8日に発表された上海市のSARS関係通告につきましては、在留邦人の方から、その解釈、運用につき当館に対して様々なご質問を頂いておりますが、上海市の関係部門等に問い合わせた結果等をご参考までに以下の通り取りまとめました。なお、20日に行われた韓正市長の当地領事団への説明会において、近日中に通告の見直しが行われる旨の予告がありましたところ、発表され次第お知らせいたします。
1. SARS感染患者発生地域について
(1)中国国内については、衛生部が発表する確定患者発生地域(中国語で「発生臨床診断病例地区」。19日現在、上海市、江蘇省、浙江省、安キ省等を含む24の省・市・自治区)を基準とする。しかしながら、省の中でも患者発生が数カ所の市又は地域に限定されていることが多いので、実際の運用上、医療観察の重点対象となるのは、衛生部の発表にいう重点的な感染患者発生の省・市・自治区(19日現在、北京、広東、山西、内蒙古、天津、河北)及び非重点的な省・市・自治区の中の感染患者が発生している都市(下記注参照)とする(当館注:出張等に行かれる場合、目的地が医療観察の対象となるかどうかについては、それぞれの末端組織(街道事務所、居民委員会等)に問い合わせれば、確認することができます)。なお、非重点的な省・市・自治区の中の感染患者が発生していない都市から上海に戻る人は、(医学観察ではなく)健康検査の対象となる。

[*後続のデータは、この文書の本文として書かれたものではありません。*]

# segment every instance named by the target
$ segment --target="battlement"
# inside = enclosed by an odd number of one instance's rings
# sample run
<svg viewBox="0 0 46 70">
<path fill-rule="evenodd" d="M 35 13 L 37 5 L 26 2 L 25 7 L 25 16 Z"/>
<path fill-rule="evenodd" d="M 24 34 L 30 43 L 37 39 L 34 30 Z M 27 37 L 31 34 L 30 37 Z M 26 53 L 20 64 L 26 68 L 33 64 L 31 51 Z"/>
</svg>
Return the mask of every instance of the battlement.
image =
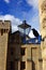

(注)5月14日現在、江蘇省では南京市、南通市、浙江省では杭州市、安キ省では、合肥市、阜陽市、蚌フ市、安慶市となっていますが、現在のところ公表されていません。当館としては、具体的都市名を公表するよう上海市側に要求しています。
(2)中国国外の感染患者発生地域とは、WHOが公表するSARSの域内感染状況がA~Cの段階に達した都市及び地域を基準とする。5月19日現在では、香港(C)、台湾(C)、マニラ(B)、シンガポール(B)。これらの都市・地域から上海に戻る人は、医療観察を受けなければならず、また、これらの都市・地域から上海に来る人は、健康検査を受けなければならない。
2. 医療観察と健康検査の区別について
医療観察は、上海に戻った人に対するもので、観察期間中は外出できない(当館注:外国人で6ヶ月以上上海に滞在し居留証を所持する人も含む)。他方、健康検査は上海に来る人に対するもので、検査期間中の外出は可能であるが、毎日の体温測定及びカード記入等は行わなければならない。
3. 医療観察と健康検査の2週間の期限の理解
医療観察は、上海に戻った人が上海に到着した日から2週間、受けなければならない。但し、上海に戻った人も健康上問題がなければ、2週間以内に上海を離れることもできる。また、健康検査についても同様で、2週間は上限で、上海での滞在期間の長短にかかわらず、2週間の検査が必要との意味ではない。
4. 上海所在の企業が近隣の江蘇省や浙江省の地域等との間で、人の往来や貨物の運送等を行う場合、その企業関係者は上海に戻った後、医療観察を受けなければならないか。
江蘇省や浙江省の中のSARSが未だ発生していない都市や地域から戻る人については、医療観察は行わず、健康検査を実施する。近隣の省のSARSが発生した都市や地域を頻繁に往来する人については、上海滞在期間中、医療観察の対象となる。なお、医療観察期間の2週間以内に上海を離れる必要がある場合には、健康上問題がない限り許可される。
5. 省・市を超えて運送などを行う上海市の運転手等は、上海に戻って医療観察を受ける必要があるか。
非重点的な感染患者発生地域と上海との間を行き来する運転手等については、医療観察を行わなくてもよいが、健康検査は行う。重点的な感染患者発生地域との間を行き来する運転手などについては、その所属企業が宿舎を手配することとし、原則として帰宅させない。帰宅せざるを得ない場合には、その所属企業は運転手等の自宅のある居民委員会に報告し、帰宅期間中は医療観察を受けなければならない。また、医療観察期間中は、家族と隔離される。
6. 上海を通過する人で上海の市街地に入らないか又は上海に来るが宿泊しない場合は、健康検査を受けなければならないか。
外国人又は上海以外の省・市の人で上海を通過するが市街地に入らない場合、又は上海に来るが宿泊せずに直接帰る人は、健康検査を受ける必要はなく、(空)港又は道路の境界で体温測定と健康申請表の記入を行えばよい。